Mr. Steiner, you're known as an entrepreneur in the fitness industry and recently published a book on artificial intelligence. What originally sparked your interest in AI, and how do you use it in your businesses today?
Everyone has access to ChatGPT these days. That’s true. But access isn't the same as ability. I like to compare it to a gym membership: Almost everyone has one, but only a handful actually train systematically and see results.
That's exactly what I lay out in the chapter »The 30-day challenge«: The difference isn't about who has the tool — it's about the discipline to use it every single day and weave it into your actual workflows. Most entrepreneurs try AI once, get briefly wowed, and then it gets shoved back in the drawer.
The competitive edge was never in the tool itself. It's in how fast you execute, how deep you integrate it, and whether you're willing to rip apart your own business model and rebuild it. Do that, and you're not just faster tomorrow — you're playing an entirely different game.
What myth about AI do you wish entrepreneurs would finally drop?
That AI can do everything. And that it replaces everything.
In the chapter »What AI can't do« I lay out the limits on purpose: trust, gut instinct in a sales conversation, real human relationships, entrepreneurial risk-taking — no machine can replicate that. AI is a lever, not a substitute for entrepreneurial thinking.
The second myth bugs me even more: that failing with AI means you're »just not AI-savvy.« In the chapter »Mistakes and losses are part of the game« I talk openly about my own setbacks. If you expect every AI project to work on the first try, you haven't understood entrepreneurship. Failure is baked in — with AI just like with any other business you build.
The AI market feels like a gold rush right now — new tools, ideas, and business models popping up constantly. Healthy innovation, or a red flag?
Both. And that's exactly how it should be.
A gold rush always brings noise — hangers-on, hype merchants, hot air. But it also produces the pioneers who end up staking the claims that actually last. Sam Altman put it well: 2025 brought agents that can do real cognitive work. 2026, he says, will bring systems capable of generating genuinely novel insights on their own. 2027 might bring robots handling real-world tasks. The pace is brutal — and that's exactly what's spooking entrepreneurs instead of firing them up.
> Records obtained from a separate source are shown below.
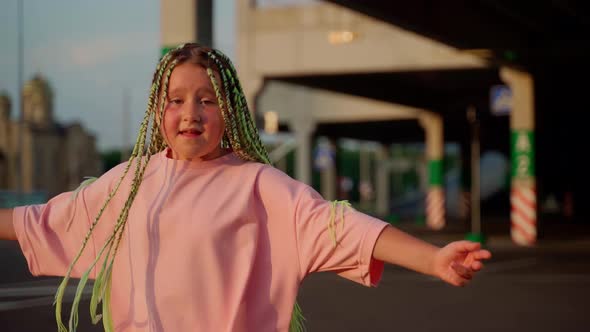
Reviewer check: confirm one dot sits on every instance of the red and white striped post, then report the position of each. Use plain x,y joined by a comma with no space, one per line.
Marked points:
523,196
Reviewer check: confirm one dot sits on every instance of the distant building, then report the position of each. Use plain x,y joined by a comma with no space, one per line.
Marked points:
54,157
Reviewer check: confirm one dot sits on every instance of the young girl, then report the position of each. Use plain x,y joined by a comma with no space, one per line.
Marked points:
198,232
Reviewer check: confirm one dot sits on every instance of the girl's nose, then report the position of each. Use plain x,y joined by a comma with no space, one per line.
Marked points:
192,112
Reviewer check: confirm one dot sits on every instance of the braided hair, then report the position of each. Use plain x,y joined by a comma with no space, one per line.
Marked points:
241,136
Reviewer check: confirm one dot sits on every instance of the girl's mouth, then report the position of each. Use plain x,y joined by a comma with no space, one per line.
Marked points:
190,133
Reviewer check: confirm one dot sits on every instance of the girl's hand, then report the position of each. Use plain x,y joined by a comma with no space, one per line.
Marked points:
457,262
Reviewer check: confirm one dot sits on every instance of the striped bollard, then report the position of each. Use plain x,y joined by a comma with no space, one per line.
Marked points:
464,204
435,199
523,213
523,196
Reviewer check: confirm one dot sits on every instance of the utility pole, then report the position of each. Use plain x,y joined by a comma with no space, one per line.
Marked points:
125,125
20,50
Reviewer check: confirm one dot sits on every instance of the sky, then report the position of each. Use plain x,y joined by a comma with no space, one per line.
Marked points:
93,53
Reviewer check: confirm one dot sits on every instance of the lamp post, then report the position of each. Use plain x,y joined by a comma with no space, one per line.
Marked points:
20,50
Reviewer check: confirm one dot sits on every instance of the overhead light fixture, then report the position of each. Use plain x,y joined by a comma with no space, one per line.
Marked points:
341,37
271,122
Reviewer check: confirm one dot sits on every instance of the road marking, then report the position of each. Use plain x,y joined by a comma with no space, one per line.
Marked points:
45,296
510,265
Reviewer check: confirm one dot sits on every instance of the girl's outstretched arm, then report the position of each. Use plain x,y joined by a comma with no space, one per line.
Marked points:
456,263
6,226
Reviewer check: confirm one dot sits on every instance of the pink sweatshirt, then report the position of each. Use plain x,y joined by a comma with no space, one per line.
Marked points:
218,246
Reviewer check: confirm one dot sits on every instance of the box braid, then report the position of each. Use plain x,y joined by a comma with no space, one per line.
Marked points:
241,136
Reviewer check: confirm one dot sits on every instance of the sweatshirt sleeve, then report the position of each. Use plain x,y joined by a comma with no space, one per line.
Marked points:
328,236
50,235
333,236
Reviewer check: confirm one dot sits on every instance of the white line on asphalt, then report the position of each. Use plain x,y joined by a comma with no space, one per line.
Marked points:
22,304
46,294
510,265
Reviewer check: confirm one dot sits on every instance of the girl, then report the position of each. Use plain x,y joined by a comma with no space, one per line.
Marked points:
204,234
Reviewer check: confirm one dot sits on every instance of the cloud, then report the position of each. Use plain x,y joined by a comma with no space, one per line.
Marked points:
91,53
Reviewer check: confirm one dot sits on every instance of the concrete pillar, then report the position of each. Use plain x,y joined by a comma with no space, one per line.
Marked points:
177,23
435,199
328,172
382,193
523,197
365,175
303,129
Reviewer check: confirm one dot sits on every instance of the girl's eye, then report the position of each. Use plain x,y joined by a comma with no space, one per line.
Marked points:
207,102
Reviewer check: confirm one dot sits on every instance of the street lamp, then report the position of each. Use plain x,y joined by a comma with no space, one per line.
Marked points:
20,50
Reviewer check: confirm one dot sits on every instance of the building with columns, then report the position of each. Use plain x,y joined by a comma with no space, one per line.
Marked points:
38,154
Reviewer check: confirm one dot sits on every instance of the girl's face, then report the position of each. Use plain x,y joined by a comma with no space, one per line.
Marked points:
193,125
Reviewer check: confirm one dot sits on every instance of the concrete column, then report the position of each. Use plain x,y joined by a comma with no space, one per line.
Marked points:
365,174
303,129
328,173
382,193
523,197
177,23
435,199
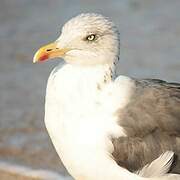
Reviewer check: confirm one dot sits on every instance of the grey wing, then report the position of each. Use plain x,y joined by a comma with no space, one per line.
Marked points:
152,124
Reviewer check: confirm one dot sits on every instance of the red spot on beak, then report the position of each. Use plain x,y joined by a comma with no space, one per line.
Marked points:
44,57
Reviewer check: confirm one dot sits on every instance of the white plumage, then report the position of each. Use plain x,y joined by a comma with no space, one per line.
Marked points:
82,98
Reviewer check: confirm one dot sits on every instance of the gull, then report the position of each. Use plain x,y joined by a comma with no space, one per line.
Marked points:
104,126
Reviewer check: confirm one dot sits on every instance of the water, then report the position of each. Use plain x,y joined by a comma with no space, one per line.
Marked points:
150,44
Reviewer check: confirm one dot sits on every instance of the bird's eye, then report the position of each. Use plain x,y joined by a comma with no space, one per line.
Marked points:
91,37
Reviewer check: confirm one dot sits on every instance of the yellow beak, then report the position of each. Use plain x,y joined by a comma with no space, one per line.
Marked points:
48,52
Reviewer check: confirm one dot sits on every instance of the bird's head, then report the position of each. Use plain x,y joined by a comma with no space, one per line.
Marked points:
87,39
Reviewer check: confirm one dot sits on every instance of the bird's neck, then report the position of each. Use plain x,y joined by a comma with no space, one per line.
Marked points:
96,75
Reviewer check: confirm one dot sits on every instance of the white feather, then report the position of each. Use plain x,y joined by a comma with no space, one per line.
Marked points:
159,166
82,99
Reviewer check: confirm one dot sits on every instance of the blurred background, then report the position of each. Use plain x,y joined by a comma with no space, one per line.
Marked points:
150,48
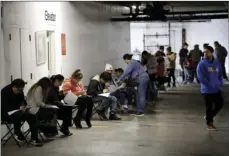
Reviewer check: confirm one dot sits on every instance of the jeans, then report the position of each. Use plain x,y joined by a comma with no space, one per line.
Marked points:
141,93
187,75
209,99
20,116
84,103
171,75
224,71
182,67
110,101
152,85
65,113
123,94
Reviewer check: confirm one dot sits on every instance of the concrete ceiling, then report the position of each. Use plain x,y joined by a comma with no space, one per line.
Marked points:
186,10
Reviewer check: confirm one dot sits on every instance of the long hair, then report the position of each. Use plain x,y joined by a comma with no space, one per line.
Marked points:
77,74
45,83
58,77
144,58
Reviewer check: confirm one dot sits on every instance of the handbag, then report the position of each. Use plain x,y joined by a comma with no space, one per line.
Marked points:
132,82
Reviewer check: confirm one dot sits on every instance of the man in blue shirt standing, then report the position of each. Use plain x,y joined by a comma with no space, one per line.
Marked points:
210,75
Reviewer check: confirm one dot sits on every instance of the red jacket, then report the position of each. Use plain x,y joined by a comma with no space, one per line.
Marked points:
160,69
75,88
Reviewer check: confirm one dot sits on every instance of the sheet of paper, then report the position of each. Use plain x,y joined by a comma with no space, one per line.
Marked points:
52,106
104,94
70,99
12,112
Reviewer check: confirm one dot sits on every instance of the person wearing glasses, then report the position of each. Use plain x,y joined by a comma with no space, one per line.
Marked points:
15,110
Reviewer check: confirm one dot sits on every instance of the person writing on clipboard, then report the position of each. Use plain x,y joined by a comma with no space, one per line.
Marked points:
14,109
97,89
84,102
137,77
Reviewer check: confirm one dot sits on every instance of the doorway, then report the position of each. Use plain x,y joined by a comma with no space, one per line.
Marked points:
51,53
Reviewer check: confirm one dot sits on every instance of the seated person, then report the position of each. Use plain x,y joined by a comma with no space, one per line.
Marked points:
96,87
118,91
12,98
160,74
46,113
123,93
64,112
84,102
187,71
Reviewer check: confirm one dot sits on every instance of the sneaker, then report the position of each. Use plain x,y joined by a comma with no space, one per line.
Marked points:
131,112
102,116
36,143
139,114
88,122
205,118
114,117
66,132
20,138
212,127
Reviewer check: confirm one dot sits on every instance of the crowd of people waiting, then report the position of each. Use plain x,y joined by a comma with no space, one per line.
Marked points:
44,103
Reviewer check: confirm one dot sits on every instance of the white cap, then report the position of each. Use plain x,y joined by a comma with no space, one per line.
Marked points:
108,67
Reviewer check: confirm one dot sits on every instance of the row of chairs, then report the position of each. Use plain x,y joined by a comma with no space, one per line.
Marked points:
10,129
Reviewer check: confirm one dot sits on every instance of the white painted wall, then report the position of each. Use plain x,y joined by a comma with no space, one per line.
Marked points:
196,33
91,39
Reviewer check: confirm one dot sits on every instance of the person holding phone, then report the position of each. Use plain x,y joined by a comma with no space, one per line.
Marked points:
13,99
75,85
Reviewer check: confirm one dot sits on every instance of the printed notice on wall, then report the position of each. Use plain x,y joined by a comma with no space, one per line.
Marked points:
63,44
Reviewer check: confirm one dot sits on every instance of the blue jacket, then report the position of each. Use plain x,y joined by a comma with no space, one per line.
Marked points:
210,75
133,70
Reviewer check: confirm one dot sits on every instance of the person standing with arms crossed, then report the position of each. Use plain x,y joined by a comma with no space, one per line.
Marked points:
210,75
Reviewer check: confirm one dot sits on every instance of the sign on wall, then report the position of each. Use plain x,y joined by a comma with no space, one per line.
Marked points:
63,44
50,16
40,44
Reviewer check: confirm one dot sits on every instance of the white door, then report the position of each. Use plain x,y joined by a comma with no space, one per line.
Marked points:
17,55
26,73
51,53
12,53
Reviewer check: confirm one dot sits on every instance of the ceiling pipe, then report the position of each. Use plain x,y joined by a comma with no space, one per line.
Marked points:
178,18
187,12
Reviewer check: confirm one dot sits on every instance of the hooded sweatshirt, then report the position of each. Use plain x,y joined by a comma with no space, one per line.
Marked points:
95,87
221,54
133,70
76,89
210,75
108,67
172,60
195,55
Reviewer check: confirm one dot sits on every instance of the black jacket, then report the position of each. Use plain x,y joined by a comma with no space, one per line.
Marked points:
11,101
55,96
95,87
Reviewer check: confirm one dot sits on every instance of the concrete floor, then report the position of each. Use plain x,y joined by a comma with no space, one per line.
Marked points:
175,127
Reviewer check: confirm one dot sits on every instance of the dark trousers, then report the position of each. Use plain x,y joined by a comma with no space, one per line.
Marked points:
20,116
182,67
161,80
123,94
64,113
224,71
171,75
211,111
84,103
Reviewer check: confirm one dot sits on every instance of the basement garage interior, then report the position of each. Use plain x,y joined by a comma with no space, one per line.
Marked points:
42,39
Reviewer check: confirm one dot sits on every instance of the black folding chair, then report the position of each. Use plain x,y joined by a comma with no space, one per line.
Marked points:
10,133
95,107
26,133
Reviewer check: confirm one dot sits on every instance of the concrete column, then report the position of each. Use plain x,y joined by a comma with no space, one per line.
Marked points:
2,70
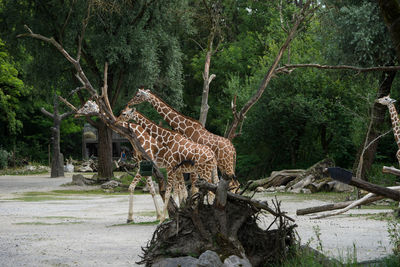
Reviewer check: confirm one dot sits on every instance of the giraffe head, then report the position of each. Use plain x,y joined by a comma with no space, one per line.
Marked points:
142,95
89,108
386,100
126,114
The risk isn't the speed of the technology. The risk is entrepreneurs chasing every shiny new tool out of pure FOMO, with zero strategy, zero substance. Same story as any gold rush: the ones who actually got rich weren't digging — they were selling shovels. In other words: They had a system.
What skills do entrepreneurs actually need to make AI pay off — instead of just chasing every new trend? And what are the most common mistakes?
The number one skill isn't technical at all. It's the ability to prioritize. To ask: which problem in my business is bleeding the most time, money, or sanity — and where can AI actually move the needle?
The mistake I see over and over: People start with the tool, not the problem. They install five new AI apps, poke at them for two days, then wonder why nothing sticks. It's the same story as the investor-dinner scene in my book: at Pressmaster AI, it has never been about having the flashiest tool on the table — it was about solving the one problem that actually mattered in that room.
The second skill: patience with the process, impatience with execution. Sounds contradictory — it isn't. You have to learn to iterate with AI without bailing after the first stumble, but also without »testing« for six months while never actually shipping anything.
What role should education, upskilling, and AI literacy play in an environment moving this fast?
A crucial one. That's exactly why I built a TÜV-certified AI training program with Agent AI — because I'm convinced structured learning is the only way out of the buzzword chaos.
The problem is, most entrepreneurs are »learning« via TikTok clips. A slick prompt here, a viral tool there — no system behind any of it. Real AI literacy means understanding how it all connects: how do I rethink processes, how do I build workflows, how do I bring my team along with me?
Upskilling isn't optional anymore — it's mandatory, the way reading and writing were a hundred years ago. If you think you can skip it, you won't have a seat at the table in three years. Forget playing the game.
If a young founder came to you and said, »I know AI matters – but where do I even start?« – what would you tell them?
I'd hit them with the same question I ask myself at the start of every project: »What's the one bottleneck in your business that's costing you the most time or sanity right now?«
Then I'd say: Start exactly there. Do not use ten tools at once. One problem, one solution, one clear result. That's the whole core of the 30-Day Challenge in my book: thirty days, one focus, real execution instead of endless tinkering.
And then: Stick with it, even when it gets messy. Your first attempts won't be perfect. But if you start iterating and learning early, in a year you'll have an advantage nobody else can catch up with. AI isn't a sprint. It's a muscle – and you train it every single day.
About our interview partner:
Chris Steiner is an Austrian fitness entrepreneur and author.
In his book, published in early July, he explores the transformative potential of artificial intelligence.